RunAI Platform Vs Kubernetes
RunAI Platform Vs Kubernetes
RunAI Platform Vs Kubernetes
Run:AI abstracts workloads from underlying GPU and compute infrastructure, by creating a
shared pool of resources that can be dynamically provisioned, enabling full utilization of GPU
compute by various distributed teams within enterprises.
Data science and IT teams gain control and real-time visibility – including seeing and
provisioning run-time, queueing, and GPU utilization of each job. In addition to real time visibility
the platform also displays historical metrics of cluster resources allowing the enterprise to make
more informed, analytical decisions.
The following capabilities which are critical for high GPU utilization and business units delivery are unique
to Run:AI and are not supported with the default Kubernetes scheduler :
● Guaranteed quotas
With the Run:AI scheduler and guaranteed quotas, the platform ensures that departments at
minimum can utilize a defined number of GPU resources.
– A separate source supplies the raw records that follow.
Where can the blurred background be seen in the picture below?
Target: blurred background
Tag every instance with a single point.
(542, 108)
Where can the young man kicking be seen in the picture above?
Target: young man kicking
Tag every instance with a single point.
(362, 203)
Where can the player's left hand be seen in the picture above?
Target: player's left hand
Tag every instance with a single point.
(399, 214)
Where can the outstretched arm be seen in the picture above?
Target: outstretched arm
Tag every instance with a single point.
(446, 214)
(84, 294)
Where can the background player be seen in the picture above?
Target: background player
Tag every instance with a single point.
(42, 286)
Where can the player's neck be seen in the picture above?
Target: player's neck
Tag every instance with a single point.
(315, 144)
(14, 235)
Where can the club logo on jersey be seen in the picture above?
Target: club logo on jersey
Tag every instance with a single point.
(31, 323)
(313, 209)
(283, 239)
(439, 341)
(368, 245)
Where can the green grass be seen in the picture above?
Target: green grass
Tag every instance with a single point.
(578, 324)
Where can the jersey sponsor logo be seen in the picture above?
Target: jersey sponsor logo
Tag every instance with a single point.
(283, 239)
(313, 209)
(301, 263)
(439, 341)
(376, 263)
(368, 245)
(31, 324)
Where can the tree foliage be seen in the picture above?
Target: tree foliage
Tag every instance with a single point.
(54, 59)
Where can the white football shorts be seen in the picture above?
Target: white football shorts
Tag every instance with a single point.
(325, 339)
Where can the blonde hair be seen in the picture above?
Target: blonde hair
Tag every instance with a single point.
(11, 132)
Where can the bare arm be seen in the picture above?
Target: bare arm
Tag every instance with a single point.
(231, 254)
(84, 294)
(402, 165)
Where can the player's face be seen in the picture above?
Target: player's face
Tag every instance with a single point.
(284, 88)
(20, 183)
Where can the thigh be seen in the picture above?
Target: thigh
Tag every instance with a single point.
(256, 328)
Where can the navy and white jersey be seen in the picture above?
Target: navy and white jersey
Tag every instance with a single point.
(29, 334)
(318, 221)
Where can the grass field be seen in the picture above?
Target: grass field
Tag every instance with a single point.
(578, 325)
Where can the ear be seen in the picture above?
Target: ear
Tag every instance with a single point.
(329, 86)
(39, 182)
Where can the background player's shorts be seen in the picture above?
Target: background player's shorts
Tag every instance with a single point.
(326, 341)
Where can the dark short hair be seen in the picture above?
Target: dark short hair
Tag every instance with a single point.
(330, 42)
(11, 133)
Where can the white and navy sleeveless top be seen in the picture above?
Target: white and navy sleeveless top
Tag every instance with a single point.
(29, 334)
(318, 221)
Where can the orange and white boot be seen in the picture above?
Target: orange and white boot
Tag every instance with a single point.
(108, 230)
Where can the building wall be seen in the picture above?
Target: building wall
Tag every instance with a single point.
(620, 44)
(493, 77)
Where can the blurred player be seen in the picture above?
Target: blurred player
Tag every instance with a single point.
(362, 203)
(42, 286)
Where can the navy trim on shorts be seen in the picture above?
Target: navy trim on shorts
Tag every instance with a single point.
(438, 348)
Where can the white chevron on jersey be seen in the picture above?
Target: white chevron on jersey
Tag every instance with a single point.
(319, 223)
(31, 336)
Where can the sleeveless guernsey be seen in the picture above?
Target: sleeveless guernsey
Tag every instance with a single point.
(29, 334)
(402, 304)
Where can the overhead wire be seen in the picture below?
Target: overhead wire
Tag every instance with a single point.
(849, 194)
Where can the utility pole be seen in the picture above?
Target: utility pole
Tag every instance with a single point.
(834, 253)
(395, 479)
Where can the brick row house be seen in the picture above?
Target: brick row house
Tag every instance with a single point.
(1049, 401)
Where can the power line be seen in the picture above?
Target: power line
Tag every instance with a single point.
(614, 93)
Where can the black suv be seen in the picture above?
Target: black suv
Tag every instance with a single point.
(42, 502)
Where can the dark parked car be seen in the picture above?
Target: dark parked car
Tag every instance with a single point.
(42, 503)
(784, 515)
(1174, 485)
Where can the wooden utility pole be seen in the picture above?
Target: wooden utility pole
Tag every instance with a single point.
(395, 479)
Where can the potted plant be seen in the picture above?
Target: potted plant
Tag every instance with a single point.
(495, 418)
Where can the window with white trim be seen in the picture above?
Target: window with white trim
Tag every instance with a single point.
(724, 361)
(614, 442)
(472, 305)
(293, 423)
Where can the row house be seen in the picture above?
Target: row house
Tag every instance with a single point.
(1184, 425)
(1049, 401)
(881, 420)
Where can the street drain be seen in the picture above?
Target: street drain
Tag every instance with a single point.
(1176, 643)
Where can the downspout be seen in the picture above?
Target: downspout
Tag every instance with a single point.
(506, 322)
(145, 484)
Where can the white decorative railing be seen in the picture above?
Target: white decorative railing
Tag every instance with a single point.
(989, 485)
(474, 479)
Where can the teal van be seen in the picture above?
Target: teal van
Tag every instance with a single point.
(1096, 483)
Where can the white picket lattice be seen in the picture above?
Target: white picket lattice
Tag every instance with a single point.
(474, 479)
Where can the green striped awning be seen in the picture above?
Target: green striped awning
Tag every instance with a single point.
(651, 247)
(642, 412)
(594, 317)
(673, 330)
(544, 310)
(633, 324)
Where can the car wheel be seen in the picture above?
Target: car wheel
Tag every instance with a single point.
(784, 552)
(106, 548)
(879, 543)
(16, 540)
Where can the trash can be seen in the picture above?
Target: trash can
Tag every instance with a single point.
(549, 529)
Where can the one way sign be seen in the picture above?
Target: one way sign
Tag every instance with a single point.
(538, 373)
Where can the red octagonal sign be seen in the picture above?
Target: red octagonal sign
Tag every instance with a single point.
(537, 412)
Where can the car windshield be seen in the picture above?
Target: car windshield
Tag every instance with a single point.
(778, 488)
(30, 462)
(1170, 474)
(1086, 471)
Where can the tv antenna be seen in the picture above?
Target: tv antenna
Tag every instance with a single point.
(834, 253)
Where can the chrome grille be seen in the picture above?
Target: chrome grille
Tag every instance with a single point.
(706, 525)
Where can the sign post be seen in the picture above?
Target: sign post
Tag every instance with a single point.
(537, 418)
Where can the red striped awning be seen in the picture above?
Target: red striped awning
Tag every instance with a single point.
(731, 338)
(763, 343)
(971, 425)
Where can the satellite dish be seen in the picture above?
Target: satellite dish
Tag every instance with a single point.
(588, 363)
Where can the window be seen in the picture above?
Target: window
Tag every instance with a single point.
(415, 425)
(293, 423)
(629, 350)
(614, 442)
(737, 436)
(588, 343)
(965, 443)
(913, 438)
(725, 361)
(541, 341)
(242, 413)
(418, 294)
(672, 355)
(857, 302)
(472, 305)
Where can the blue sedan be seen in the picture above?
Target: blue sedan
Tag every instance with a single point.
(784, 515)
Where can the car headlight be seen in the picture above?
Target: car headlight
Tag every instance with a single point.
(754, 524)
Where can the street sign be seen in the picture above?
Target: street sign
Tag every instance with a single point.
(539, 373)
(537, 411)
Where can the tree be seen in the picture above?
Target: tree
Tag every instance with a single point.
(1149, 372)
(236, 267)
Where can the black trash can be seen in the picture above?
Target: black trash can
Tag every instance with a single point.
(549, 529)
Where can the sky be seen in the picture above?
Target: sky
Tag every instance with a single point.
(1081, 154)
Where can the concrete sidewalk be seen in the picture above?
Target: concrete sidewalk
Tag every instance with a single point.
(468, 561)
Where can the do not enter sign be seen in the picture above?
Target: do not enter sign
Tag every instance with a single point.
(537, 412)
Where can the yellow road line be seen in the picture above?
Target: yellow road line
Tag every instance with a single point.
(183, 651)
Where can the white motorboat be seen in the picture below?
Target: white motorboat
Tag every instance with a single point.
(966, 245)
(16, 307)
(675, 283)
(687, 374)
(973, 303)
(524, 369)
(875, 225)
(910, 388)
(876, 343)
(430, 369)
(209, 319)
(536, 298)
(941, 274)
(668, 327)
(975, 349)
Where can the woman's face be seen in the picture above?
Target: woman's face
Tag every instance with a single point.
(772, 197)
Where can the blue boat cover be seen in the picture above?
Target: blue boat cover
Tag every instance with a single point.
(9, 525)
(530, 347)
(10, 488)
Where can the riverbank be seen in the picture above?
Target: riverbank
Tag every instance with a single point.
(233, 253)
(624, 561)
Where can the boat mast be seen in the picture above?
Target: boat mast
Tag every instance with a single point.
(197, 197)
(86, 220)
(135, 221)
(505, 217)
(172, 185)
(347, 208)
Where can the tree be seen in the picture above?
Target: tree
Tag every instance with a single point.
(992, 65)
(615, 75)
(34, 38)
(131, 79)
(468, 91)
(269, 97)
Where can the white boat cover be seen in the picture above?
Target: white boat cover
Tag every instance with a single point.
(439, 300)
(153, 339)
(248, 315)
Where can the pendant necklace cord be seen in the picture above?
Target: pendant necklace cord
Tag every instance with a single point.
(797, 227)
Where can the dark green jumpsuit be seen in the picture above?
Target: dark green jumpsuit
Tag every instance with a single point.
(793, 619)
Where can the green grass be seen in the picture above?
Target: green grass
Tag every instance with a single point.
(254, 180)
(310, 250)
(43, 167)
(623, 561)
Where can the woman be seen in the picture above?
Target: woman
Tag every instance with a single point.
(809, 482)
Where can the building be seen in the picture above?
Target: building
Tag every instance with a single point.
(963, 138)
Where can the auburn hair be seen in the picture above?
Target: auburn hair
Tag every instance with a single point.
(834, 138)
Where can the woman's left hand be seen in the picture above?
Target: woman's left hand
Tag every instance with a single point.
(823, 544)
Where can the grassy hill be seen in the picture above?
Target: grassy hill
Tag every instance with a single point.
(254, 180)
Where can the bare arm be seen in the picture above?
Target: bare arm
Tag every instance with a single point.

However the scheduler allows
departments to also exceed their quota and consume additional idle resources within the cluster
greatly increasing GPU utilization. Default Kubernetes scheduling only allows provisioning of
resources that are statically assigned to the respective namespace of the department.
● Automatic queueing/de-queueing
The Run:AI scheduler enables data scientists to easily queue many jobs at once that are
assigned automatically to available GPU resources based on advanced quotas and priorities,
policies and scheduling algorithms. Once the job has run to completion the workload is detached
from the GPU and made available to the next job for scheduling. Automatic
queueing/de-queueing allows administrators to take a hands off approach to resource allocation
and management while ensuring efficient sharing of resources.